Electric Vehicle - Visit Fisker
Is the Fisker Karma a real electric vehicle, or not? It is a question still on the minds of many across the web. Because it has a range extender, it can consume fuel in specific cases. Similar to the Opel Ampera (Chevrolet Volt), it has a battery pack that is large enough to meet the daily driving needs of the average person in the Western world. The Fisker Karma has a full electric range of 51km (32 miles), whereas the average person drive around 40km (30 miles) per day. This enables the Karma to drive most of the distances in a fully electric mode, while having a range extender on board to cover the larger distances. Pretty smart, right? In the discussion wether or not the Fisker Karma is an electric vehicle or not, technically speaking it is not, in practice, for most people in general, it is. And to be honest, it does not really matter that much to me, if you look at how much cleaner a vehicle with a range extender is compared to a conventional car, it is a big gain anyway.

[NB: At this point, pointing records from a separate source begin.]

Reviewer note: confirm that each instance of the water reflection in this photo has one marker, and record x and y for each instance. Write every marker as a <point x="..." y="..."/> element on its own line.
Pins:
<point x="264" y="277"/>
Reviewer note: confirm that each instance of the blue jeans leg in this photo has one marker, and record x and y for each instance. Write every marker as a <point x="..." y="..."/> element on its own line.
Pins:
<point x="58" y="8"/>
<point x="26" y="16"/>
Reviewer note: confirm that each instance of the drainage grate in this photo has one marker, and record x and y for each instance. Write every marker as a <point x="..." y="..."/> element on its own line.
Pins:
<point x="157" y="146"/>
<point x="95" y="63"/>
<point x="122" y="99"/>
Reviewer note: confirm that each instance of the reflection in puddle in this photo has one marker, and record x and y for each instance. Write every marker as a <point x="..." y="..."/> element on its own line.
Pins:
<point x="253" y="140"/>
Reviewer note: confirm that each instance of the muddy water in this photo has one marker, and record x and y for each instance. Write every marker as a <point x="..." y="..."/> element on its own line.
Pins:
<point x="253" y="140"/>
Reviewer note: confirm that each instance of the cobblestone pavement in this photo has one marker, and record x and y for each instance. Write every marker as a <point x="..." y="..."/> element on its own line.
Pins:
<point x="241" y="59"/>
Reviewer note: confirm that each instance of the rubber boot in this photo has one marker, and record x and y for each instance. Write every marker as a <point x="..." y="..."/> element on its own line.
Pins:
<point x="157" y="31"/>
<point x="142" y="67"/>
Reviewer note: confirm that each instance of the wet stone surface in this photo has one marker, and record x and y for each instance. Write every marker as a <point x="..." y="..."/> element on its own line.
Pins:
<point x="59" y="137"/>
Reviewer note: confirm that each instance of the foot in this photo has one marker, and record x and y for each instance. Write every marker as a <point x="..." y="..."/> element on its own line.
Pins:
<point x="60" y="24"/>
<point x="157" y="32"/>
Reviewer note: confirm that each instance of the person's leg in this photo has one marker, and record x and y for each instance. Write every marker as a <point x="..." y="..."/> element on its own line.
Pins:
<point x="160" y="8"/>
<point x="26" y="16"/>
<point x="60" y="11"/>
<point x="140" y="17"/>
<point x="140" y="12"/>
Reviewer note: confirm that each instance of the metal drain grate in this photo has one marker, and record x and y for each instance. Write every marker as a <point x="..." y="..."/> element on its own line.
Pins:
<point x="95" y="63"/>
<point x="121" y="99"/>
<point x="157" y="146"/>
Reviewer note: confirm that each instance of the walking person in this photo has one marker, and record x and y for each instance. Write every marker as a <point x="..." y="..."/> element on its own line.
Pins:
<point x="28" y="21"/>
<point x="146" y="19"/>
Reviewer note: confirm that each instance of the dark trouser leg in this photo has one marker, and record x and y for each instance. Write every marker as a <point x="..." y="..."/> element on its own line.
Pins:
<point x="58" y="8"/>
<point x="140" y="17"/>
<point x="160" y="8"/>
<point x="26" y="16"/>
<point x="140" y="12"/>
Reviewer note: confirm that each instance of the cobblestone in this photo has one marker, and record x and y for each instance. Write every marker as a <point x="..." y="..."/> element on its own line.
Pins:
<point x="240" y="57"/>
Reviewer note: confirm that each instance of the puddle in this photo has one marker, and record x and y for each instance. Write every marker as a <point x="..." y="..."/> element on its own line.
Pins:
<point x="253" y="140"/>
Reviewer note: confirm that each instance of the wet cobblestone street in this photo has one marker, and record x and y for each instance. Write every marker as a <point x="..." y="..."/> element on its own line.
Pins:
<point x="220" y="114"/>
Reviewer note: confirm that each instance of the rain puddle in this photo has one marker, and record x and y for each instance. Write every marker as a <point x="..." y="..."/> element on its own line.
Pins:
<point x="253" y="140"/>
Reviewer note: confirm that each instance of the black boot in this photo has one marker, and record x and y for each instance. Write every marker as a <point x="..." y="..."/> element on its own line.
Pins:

The Fisker Karma - An electric vehicle with a range extender, ready for a spin
Visit to Fisker the Netherlands
Last week I had a discussion at the Fisker HQ here in the Netherlands and met with Jan Rooderkerk to have a small discussion on the Karma. I was of the (wrong) impression there was no Fisker office in the Netherlands, and thought that all Fiskers in the Netherlands were supplied by service companies like The New Motion.
Market Outlook and Future Plans
The first Fiskers in the Netherlands were sold early this year and at the moment there are about 75 Karma's on our Dutch roads. Fisker expects to reach 100 within a month and aims to keep this momentum going. The recently revealed Fisker Atlantic will make its debut in 2013 and the aim is to launch the Atlantic with the momentum gained from the Karma.
Tech Stuff: What is under the Hood?
Something I never paid much attention to yet, was a story on how the Fisker was rated for its fuel consumption. And more specifically, on how much CO2 was being emitted. With a battery pack going through the length of the vehicle, the range extender is in the front. The exhaust of this range extender is located just around the front wheels, giving little to no space to install a big catalytic converter.
A big catalytic converter would have been good to have to reduce the CO2 emissions while driving the car in the so called ‘sustain'; mode. In the sustain mode the car sustains the battery charge; for example at 50%. When the car accelerates and uses more power, the battery charge drops. Because of the sustain system, the battery is recharged. This is helpful if you want to preserve your battery power for driving in city areas and for example a feature that the Opel Ampera has (though I believe th GM Volt does not for some strange reason). In order to make sure the Karma got a good rating, they could not implement a big catalytic converter, so instead opted to remove the sustain mode. A pity in my opinion, but something that might be better suited for in the new Atlantic in 2013.
I also got the opportunity to drive for a bit in this Fisker, apparently in the one that was previously owned by our Dutch prince Maurits, who moved to an Ampera to suit his family needs. The vehicle starts off in full electric, making it the quiet drive you expect from an EV. The first thing I noticed in the car, beside all the luxury that comes with a vehicle like this, is the huge width! I was told this was easily overlooked by many, but with a width of just over 2 meter and a rather high nose, you have to be rather aware of the road somewhere below you. I was told it was not uncommon for people taking the car for a spin, to hit a few curbs.
The Fisker Karma - A rather wide car as you can see
Out on the highway this car really shines, it accelerates quickly, even while already at highway speeds. If is at higher speeds then you notice the range extended being switched on. All in all the feel of the car is very sturdy and solid, it makes for a quality ride you would expect from a car like this. A very low noise experience; at highway speeds the only real audible sounds were the wind around the car and the occasional help from the range extender. Class and comfort in one package.
It is a great looking car, it really shows the influence of Fisker's old employer. Om the tech side, some lessons learnt perhaps for the future, with respect to having more room for the catalytic converter for example. I expect the lessons and updates to make their appearance in the Atlantic in 2013.